Crow snorted, “It grows on you.”
The pile of debris on the porch made the house look deceptively frail and shabby, but Crow knew that the place was a near fortress of sturdy stones and seasoned timbers.
Ferro nodded. “I expected something a lot more rustic, you know? Older, deader, more like a haunted house from a scary movie.”
“You think this place doesn’t look haunted?” Crow asked, surprised.
“It’s not that…I expected it to be a dead old house. This place feels…alive.”
“Thanks,” LaMastra muttered, “’cause I wasn’t nearly scared enough before.”
He and Crow got off their ATVs, but Ferro lingered. “It’s a lot bigger than I expected, too. I’d guess fifteen, eighteen rooms.” Somewhere behind them a dozen crows sent up a cawing chatter. Ferro dismounted and unslung his shotgun. “We’re burning daylight, gentlemen. Let’s be about our business.”
They unstrapped one of the sprayer units and Ferro volunteered to carry it. “You two can provide cover.”
LaMastra raised his big shotgun and jacked the first round into the breech. The sound was startlingly loud. “Let’s get it done.”
With a grim smile, Crow bent to the duffel bag and removed the two pinch bars he’d brought along for just this purpose. He handed one to Vince. “Before we go in there, I’m for letting the sun shine in.”
“So am I,” agreed Ferro, “or I would be if there was any sun.” Above the clouds which had been gradually forming since late morning had coalesced into a gray-white ceiling. The small patch of daylight that shone down on their parked vehicles grew gradually fainter as the clouds draped the sun in gauzy layers.
“It doesn’t have to be actual sunlight, though, right?” LaMastra asked. “I mean…it’s still daytime, so these assholes are going to be sleeping. Right?”
Crow didn’t meet his gaze. “Yeah, well, Jonatha was a bit hazy on that point.”
“Terrific,” LaMastra said.
Crow stalked toward the porch, shotgun in one hand and pinch bar in the other. As he climbed the steps he carefully examined the debris, staring at every dark spot to see if it scuttled or moved, but there were no signs of cockroaches. Ferro stood on the top step of the porch and shined his flashlight into crevices and under shingles, following the light with the nozzle of the sprayer. Nothing moved.
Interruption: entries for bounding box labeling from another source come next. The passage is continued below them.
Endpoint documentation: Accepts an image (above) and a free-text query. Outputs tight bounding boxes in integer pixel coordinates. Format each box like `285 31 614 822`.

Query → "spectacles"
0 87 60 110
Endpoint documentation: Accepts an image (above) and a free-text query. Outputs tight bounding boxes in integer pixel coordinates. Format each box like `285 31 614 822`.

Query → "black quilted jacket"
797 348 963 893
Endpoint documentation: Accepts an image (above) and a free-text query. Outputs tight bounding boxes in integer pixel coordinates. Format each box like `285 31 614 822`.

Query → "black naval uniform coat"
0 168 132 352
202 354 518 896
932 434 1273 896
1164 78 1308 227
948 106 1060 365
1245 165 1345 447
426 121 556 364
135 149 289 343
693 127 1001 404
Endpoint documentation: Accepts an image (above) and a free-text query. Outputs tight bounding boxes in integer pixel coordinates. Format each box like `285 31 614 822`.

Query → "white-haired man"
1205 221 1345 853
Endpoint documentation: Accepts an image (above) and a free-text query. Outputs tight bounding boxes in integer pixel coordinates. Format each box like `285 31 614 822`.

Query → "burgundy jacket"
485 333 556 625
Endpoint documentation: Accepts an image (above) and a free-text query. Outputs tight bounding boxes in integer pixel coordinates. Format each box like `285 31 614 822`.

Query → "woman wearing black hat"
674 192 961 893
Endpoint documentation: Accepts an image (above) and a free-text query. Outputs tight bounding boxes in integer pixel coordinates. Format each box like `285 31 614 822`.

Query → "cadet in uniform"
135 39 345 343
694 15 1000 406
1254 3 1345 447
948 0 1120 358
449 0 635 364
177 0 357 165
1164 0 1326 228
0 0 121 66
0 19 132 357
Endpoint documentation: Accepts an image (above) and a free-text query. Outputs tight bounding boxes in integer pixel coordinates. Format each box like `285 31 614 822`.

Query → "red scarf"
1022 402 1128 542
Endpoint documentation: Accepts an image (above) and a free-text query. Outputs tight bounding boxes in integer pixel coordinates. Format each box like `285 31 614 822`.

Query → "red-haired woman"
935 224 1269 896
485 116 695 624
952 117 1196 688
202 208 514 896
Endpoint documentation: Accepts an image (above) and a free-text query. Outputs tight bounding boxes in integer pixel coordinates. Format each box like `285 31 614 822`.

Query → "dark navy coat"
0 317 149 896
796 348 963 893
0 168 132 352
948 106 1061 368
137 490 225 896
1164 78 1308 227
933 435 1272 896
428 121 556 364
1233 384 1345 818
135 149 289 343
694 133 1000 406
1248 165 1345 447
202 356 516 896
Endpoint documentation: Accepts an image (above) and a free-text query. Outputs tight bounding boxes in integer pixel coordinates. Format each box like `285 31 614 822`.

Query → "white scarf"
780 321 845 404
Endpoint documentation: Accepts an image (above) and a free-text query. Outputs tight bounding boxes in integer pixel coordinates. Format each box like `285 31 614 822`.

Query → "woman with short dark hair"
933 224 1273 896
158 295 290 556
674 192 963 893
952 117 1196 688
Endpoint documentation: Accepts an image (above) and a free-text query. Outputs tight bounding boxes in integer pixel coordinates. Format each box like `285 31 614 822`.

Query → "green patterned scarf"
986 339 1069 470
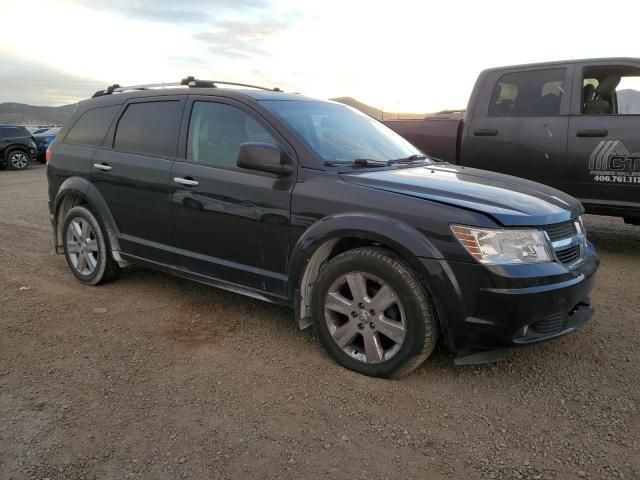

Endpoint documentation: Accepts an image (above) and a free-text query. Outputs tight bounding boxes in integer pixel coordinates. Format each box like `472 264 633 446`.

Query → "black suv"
47 79 598 377
0 125 36 170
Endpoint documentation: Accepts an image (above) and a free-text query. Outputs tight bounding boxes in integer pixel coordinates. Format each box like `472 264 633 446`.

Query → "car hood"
342 164 584 226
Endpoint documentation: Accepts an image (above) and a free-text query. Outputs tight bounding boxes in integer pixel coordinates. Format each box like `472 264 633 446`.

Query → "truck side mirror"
237 142 293 176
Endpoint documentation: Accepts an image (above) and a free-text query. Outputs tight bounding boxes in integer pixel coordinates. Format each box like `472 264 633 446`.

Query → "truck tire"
62 206 120 285
311 247 439 378
6 149 31 170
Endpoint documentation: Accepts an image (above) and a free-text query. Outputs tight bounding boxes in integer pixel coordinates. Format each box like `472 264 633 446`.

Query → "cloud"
0 52 108 105
194 19 288 59
60 0 269 24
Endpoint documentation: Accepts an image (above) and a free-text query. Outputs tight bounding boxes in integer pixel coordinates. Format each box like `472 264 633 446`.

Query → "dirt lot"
0 165 640 480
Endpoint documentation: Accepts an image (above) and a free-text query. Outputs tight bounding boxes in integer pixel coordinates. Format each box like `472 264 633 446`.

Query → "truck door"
566 62 640 216
461 66 572 190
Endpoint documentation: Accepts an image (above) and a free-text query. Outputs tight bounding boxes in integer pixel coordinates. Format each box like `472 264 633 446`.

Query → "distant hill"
0 103 76 125
0 97 425 125
331 97 426 120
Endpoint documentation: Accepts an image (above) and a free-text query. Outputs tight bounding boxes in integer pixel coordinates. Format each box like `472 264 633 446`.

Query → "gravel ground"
0 165 640 480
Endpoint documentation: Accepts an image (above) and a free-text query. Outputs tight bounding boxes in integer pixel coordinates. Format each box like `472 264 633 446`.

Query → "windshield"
262 100 424 165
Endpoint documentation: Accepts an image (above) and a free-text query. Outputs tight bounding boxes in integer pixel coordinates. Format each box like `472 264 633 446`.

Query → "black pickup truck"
384 58 640 225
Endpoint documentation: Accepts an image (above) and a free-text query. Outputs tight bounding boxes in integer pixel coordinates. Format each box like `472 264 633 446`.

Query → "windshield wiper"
389 154 429 165
324 158 390 168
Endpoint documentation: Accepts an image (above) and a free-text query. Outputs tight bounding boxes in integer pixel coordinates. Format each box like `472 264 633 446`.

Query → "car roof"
484 57 640 72
79 87 327 107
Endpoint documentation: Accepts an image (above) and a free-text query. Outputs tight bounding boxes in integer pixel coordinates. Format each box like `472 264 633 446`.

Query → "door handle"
576 130 609 138
173 177 200 187
473 128 498 137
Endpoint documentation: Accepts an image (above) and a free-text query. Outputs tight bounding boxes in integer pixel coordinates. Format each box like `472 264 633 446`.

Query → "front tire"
7 150 31 170
62 206 119 285
311 247 439 378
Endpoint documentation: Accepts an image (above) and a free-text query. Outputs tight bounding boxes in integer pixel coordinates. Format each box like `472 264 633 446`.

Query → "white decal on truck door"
589 140 640 184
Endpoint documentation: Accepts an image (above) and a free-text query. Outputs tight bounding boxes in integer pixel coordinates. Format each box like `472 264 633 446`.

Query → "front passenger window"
187 102 277 168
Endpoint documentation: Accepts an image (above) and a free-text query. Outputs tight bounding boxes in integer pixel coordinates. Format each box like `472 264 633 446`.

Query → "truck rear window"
489 68 566 117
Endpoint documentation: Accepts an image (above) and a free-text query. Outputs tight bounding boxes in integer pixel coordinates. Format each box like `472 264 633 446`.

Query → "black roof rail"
91 76 282 98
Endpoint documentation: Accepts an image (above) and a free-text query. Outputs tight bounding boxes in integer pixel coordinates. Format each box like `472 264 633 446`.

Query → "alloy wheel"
324 272 406 363
67 217 98 276
11 152 29 170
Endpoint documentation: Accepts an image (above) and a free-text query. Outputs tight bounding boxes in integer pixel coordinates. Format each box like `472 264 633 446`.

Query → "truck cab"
387 58 640 224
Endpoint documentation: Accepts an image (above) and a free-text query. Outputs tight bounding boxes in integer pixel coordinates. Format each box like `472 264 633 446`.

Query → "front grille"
543 220 584 265
530 313 567 335
556 245 580 265
544 222 577 242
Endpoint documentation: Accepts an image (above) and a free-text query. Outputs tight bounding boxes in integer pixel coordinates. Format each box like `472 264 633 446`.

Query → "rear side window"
489 68 565 116
582 65 640 115
0 127 30 138
113 100 182 157
64 105 120 146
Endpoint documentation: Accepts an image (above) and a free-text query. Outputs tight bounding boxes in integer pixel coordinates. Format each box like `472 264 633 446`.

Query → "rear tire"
62 206 120 285
6 150 31 170
311 247 439 378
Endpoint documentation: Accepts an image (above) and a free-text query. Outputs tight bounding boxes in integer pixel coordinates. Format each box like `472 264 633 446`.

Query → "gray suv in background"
0 125 36 170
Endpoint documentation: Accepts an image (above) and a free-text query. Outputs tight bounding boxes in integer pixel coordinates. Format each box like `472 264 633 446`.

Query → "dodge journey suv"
47 77 598 377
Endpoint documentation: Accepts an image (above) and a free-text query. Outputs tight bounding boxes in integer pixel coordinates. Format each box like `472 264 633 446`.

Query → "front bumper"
421 244 599 354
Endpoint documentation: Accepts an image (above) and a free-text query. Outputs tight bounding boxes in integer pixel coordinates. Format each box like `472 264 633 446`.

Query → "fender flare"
289 212 443 318
53 177 124 264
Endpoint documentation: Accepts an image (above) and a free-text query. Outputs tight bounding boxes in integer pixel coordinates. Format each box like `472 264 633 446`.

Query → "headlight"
451 225 551 265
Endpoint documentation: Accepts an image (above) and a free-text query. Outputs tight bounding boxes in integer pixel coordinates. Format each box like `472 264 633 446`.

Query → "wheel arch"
289 213 442 329
53 177 127 267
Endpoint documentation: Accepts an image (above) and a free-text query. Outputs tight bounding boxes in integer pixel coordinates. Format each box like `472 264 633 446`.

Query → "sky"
0 0 640 112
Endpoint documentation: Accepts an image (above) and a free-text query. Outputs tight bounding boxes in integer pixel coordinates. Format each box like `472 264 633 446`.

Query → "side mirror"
237 142 293 176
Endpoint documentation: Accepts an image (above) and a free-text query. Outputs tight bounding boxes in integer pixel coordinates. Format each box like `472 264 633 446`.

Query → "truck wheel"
311 247 438 378
7 150 31 170
62 206 120 285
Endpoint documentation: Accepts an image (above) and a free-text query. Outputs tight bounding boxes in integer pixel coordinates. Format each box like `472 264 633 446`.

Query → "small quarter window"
489 68 565 116
64 105 120 146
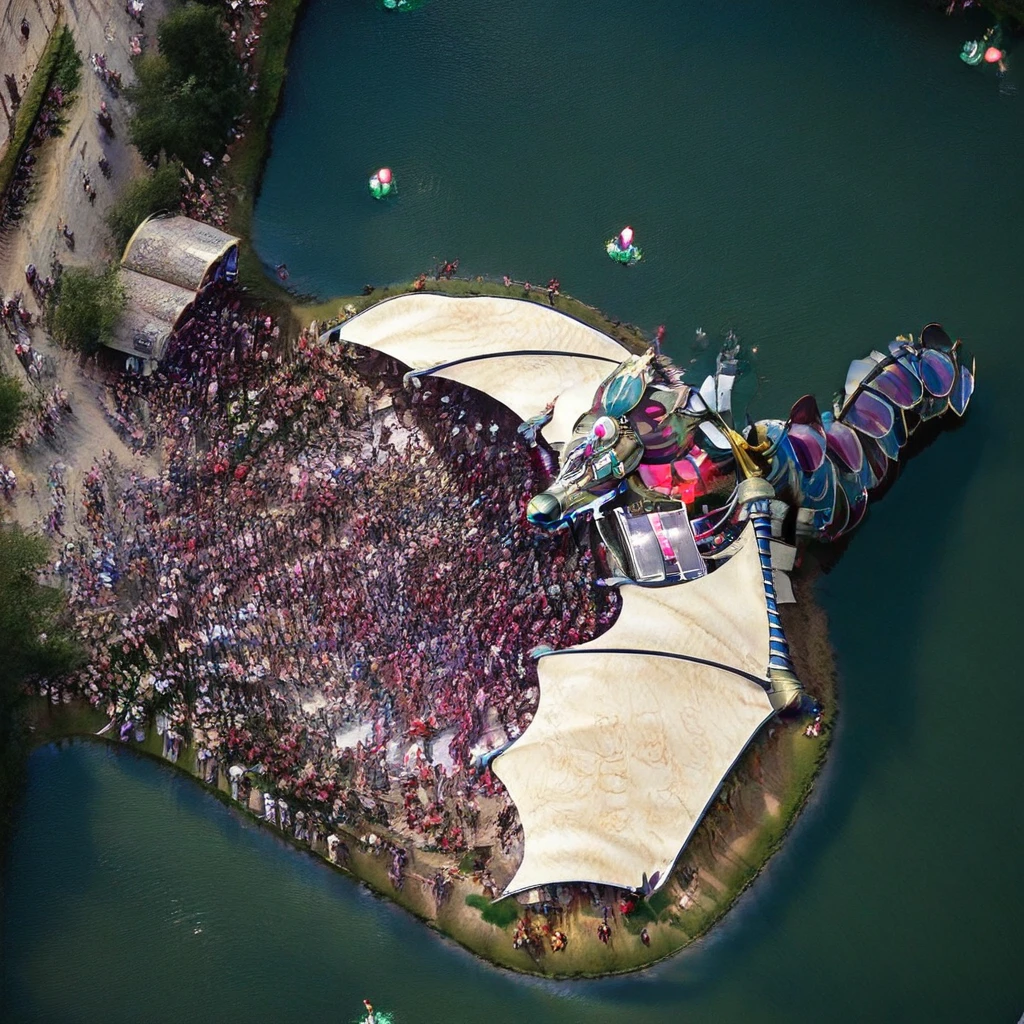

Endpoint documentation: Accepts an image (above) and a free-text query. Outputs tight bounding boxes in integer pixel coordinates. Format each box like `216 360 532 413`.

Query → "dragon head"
526 350 710 527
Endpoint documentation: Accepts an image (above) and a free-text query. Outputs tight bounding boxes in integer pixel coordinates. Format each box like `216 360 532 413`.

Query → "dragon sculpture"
326 295 975 894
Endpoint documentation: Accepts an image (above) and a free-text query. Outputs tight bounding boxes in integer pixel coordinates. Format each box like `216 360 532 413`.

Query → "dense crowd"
46 291 615 850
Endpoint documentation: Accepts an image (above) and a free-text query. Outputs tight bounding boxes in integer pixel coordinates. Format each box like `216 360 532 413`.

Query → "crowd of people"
44 289 616 877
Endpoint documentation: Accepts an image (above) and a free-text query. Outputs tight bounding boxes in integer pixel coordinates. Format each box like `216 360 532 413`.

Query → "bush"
51 25 82 97
466 893 519 928
49 265 127 354
0 524 81 859
127 3 245 172
0 374 29 447
106 161 182 256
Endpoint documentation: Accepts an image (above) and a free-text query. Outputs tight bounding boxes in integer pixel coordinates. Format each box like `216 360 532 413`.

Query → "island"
0 4 974 977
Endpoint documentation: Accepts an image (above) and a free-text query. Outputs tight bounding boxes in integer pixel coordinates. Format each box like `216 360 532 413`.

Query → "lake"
6 0 1024 1024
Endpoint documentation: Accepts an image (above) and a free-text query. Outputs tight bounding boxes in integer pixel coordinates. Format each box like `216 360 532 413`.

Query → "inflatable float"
604 225 643 266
“No creepy crawlies,” he said.
Crow braced his feet and drove the heavy claw of the pinch bar between plywood and brick wall and threw his weight against it; LaMastra went around to the left side of the house and attacked that panel. Soon the air was torn by the squeals of protesting nails and percussive grunts and curses as they pried the gleaming sixteen-penny nails out of the sheet of plywood; then suddenly there was a splintering crack and Crow’s panel slid straight down the wail, nail heads skittering on the brick like fingernails on a blackboard. It came down at an angle, struck the porch floor on one corner, stood on end for a moment, and then toppled backward onto the debris as Crow danced out of the way.